Dia mengangkat bahu. "Aku agak menghindari semua orang pada bulan pertama aku kembali, hanya mencoba untuk mendapatkan kaki aku di bawah aku. Aku baik-baik saja sekarang. Aku melihat seorang gadis yang aku kenal di sekolah menengah, dan dia cukup banyak yang aku pikirkan akhir-akhir ini. "
Kecemburuan melonjak sampai aku menatapnya dan ada binar di matanya. Dia pasti bisa membaca ekspresiku. "Kamu, Sera. Aku sedang membicarakanmu."
Kesenangan menghantam dadaku, tapi aku masih tidak bisa mempercayainya.
"Pergi keluar dengan aku? Ke bioskop dan makan malam?"

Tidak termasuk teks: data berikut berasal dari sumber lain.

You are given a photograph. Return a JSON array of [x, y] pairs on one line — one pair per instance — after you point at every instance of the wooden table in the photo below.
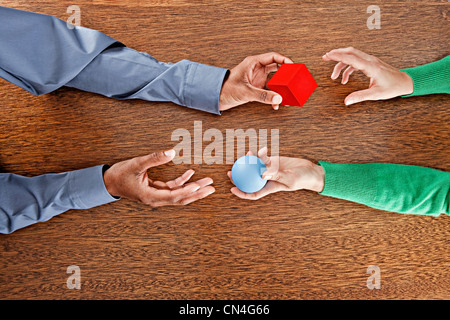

Bahkan sebelum dia menyelesaikan kalimatnya, aku menggelengkan kepalaku. "Tidak."
Dia terengah-engah, menjatuhkan garpunya di piringnya yang sudah kosong. "Apakah kamu mau lagi?" Aku bertanya padanya, dan ketika dia menggelengkan kepalanya, aku mengambil kedua piring kami dan membawanya ke dapur. Dia mengikuti tepat di belakangku. "Mengapa? Kenapa kau tidak pergi keluar denganku?"
Aku menyalakan air panas dan mulai mencuci piring. Dia mengambil handuk dari kait dan berdiri di sampingku, memberi isyarat agar aku menyerahkan piring bersih di tanganku.